Chapter 23.
Finally, the story. The story that doesn't have me doing flashbacks. My hat is off to you if you skipped straight ahead to Chapter 23. No more back story, no more drama. From this point forward, as I see it, is as I report it to you.
I will step back in time once more, though. Back a few moments ago, for those of you who are just now joining us. I'm in a deserted village. There's a few clues that a massacre recently transpired. A bloody corpse here, blood trail there. I'm with a young South American native girl named Dena. She's in her late teens, an ownerless slave like me
Right now, we got a shotgun pointed at both of us, as night falls. I got a torch laying near my feet, Dena's got my arm in her hand, and my friend Dodge from long ago is pointing a shotgun at me and Dena. Dodge is in a wheelchair...if you want a more detailed recap, read the book. It's all in there. Knock yourself out.
As for me, I am going to deal with this shotgun toting idiot. Wish me luck.
"Dodge, it's me, you remember me, don't ya?"
Dodge looks at me, but the sun has gone down fully, and the quarter moon peeking out from the jungle horizon obscures us in darkness.
"Pick up the torch again, no funny stuff," Dodge says.
"Picking. Up. The. Torch." I pick it up, and it's nearly out. "Now Dodge, I'm going to swing this torch around. Breathe some life into the flame. Now you just keep your trigger finger from getting too itchy, OK?"
"Go ahead, time is short.
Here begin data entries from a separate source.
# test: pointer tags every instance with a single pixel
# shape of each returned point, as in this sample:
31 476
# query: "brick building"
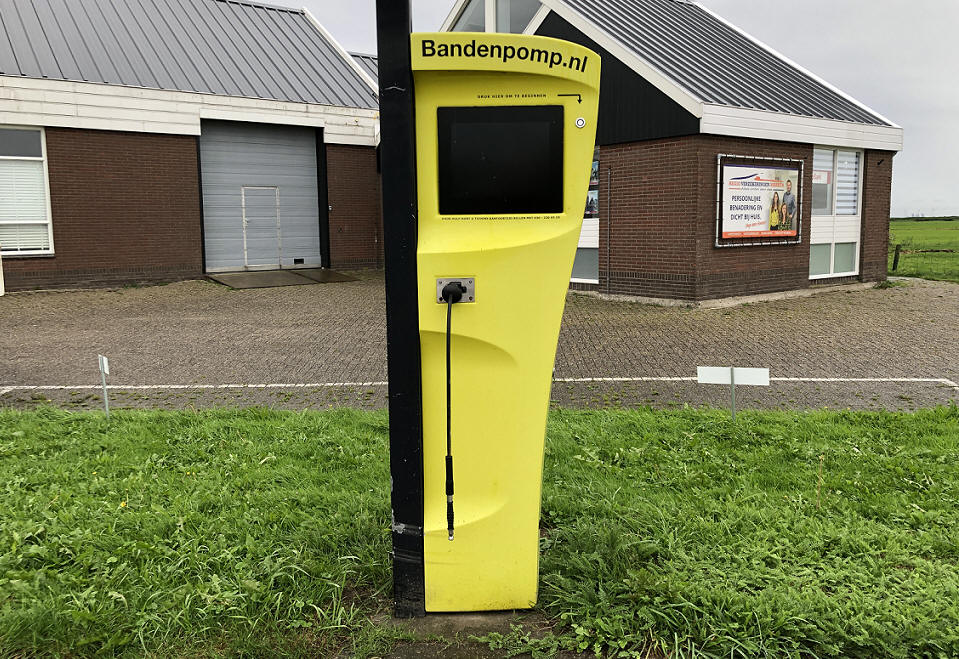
165 139
692 110
159 140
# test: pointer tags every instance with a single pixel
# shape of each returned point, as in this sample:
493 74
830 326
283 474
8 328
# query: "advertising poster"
760 201
592 203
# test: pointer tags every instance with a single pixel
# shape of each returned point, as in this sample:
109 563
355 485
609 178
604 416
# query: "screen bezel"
552 115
We got company… in the field. They'll start coming for us soon."
I make a figure eight with the torch and the flame grows bright. I hold it under my face, the flame singeing my scruffy beard. The pungent smell of burning hair fills the air. The whining mosquitoes disperse from my ears for a moment. I can hear the crickets in the fields again.
"It's me, Dodge," I say.
He puts the shotgun in his lap, and wheels up to me.
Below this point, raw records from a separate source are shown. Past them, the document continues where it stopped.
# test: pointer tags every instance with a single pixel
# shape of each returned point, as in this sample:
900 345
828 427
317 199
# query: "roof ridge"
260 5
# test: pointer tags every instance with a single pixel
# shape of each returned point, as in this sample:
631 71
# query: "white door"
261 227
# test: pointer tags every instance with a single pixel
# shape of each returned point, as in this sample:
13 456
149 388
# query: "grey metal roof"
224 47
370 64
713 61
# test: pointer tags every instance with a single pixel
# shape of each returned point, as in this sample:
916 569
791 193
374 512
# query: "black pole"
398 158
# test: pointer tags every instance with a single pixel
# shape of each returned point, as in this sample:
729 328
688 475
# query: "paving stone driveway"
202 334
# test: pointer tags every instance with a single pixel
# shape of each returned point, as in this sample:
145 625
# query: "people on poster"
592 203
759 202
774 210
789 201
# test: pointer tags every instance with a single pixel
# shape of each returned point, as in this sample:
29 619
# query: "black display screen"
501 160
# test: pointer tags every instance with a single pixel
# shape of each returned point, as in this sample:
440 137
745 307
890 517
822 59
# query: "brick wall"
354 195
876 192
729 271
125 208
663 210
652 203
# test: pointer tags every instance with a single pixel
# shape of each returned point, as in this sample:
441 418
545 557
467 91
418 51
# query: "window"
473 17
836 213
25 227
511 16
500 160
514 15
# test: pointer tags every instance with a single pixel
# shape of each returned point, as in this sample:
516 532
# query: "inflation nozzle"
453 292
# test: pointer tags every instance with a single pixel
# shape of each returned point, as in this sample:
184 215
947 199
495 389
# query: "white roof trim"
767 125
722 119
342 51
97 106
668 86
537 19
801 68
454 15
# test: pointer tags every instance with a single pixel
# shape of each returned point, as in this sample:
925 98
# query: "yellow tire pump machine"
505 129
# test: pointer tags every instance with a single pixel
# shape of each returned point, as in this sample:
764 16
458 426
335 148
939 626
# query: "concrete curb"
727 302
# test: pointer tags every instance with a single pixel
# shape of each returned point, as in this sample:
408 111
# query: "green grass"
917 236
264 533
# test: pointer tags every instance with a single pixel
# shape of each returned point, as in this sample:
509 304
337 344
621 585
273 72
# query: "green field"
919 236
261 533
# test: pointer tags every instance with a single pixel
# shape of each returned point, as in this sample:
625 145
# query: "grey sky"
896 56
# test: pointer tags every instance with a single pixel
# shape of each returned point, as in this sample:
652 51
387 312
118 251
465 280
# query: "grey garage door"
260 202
"Mother of all things holy and sacred. Holy Moses! It is you. Give me a hug man!"
I bend down and Dodge's hug is weak. I hold the torch down by him; he's now half the man he used to be. Being half a man already, I'm no mathematician, but I think it makes him smaller. His arms are smaller, thinner, but still muscular. His face is gaunt and haggard. He has had a rough life in South America.
"Well, listen man, I'm sorry for the welcoming committee. But we need to get our bearings, and we need to get them quick. Whatever manner of evil did this to my village is nothing to the wrath the villagers will have once they start coming up from death, OK? We need to get to that radio tower."
"The radio is out," I say.
"It is? Well, no cavalry for us. Doesn't matter. We need to get up there and kick down those stairs. I have a contingency plan up there."
We walk, he wheels. We get to the stairs.
"Now what?" I ask.
"Carry me up, I can’t walk right now."
By walk, he means crawl around on his hands. He ain't got legs. Want to know why? Again, go back and read the story.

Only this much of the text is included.